The Family and Medical Leave Act was enacted in 1993. It allows employees to take up to 12 weeks of unpaid leave if they or a close family member have to tend to a serious medical condition. FMLA also allows employees to sue if their rights are violated under the Act. This case went to trial and the plaintiff lost. The Court of Appeals sustains the verdict against him.
The case is Barger v. First Data Corp., a summary order issued on July 6. Plaintiff took FMLA leave and tried to return to work with a doctor's note. But defendant told plaintiff that his position was eliminated. True, FMLA prevents management from denying a return-to-work under certain circumstances, but FMLA leave does not guarantee that you will have your job back upon return from leave. Instead, the statute says that restored employees are not entitled to "any right, benefit, or position of employment other than any right, benefit, or position to which the employee would have been been entitled had the employee not taken leave." This language often applies when the employee's position is eliminated when he is out of FMLA leave.

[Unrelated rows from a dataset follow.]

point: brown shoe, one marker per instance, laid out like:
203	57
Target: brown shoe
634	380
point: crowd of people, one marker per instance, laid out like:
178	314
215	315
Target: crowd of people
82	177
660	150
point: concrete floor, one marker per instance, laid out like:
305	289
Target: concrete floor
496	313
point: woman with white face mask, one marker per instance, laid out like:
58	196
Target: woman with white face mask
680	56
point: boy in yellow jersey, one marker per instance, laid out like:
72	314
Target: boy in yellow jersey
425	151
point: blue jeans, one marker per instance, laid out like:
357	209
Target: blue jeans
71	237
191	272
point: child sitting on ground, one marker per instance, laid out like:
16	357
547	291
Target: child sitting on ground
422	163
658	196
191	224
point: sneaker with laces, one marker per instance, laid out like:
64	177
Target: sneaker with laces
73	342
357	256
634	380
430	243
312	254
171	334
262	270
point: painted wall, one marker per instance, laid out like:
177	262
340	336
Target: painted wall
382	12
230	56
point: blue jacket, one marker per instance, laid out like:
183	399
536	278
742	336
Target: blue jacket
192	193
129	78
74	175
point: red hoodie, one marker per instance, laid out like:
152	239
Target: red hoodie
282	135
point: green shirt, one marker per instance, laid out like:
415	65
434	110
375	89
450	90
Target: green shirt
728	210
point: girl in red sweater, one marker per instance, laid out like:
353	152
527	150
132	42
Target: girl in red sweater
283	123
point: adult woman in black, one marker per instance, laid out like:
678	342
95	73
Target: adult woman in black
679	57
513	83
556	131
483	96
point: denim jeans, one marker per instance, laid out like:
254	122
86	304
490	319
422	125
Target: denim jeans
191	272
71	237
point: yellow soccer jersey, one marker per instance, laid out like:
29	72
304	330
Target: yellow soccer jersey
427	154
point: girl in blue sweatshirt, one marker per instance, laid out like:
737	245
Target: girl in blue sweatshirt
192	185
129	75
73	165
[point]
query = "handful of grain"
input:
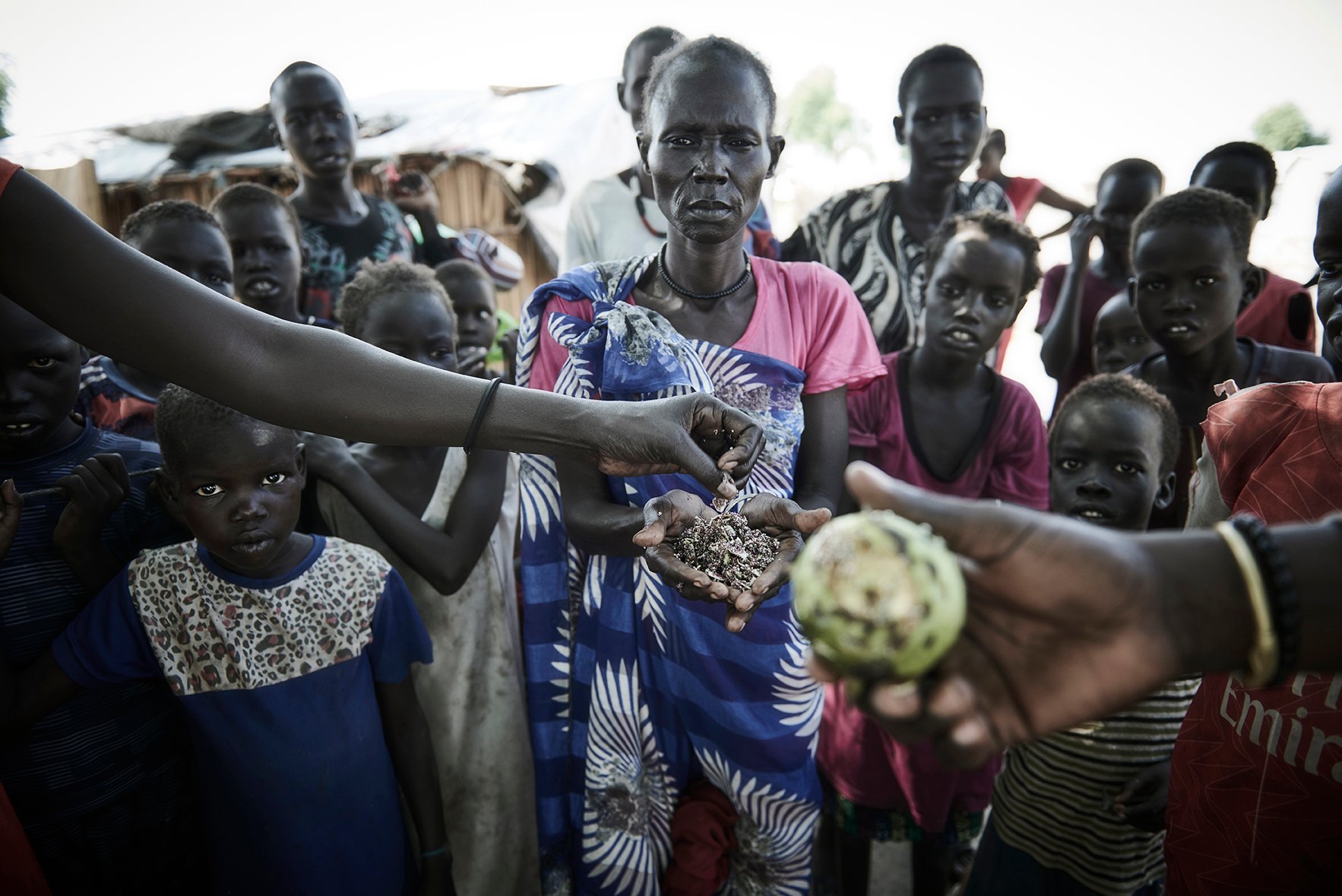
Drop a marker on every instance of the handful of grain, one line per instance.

Plaintiff loses because, during FMLA leave, the company enacted a reduction-in-force, or a RIF. At trial, the company put on evidence that, during this time, it eliminated the top 10% of its most highly compensated positions, including plaintiff's position, for which he earned more than $70,000 per year. Before plaintiff tried to return to work, his position was already included in the RIF list. The Court of Appeals (Bianco, Carney and Komitee [D.J.]) says the jury credited this evidence, which is why plaintiff lost at trial, and the Court of Appeals will not second-guess the jury's factual findings on appeal. That is a fact of appellate life, even if plaintiff in fact had better evidence on this issue than management did. We let the jury decide what happened.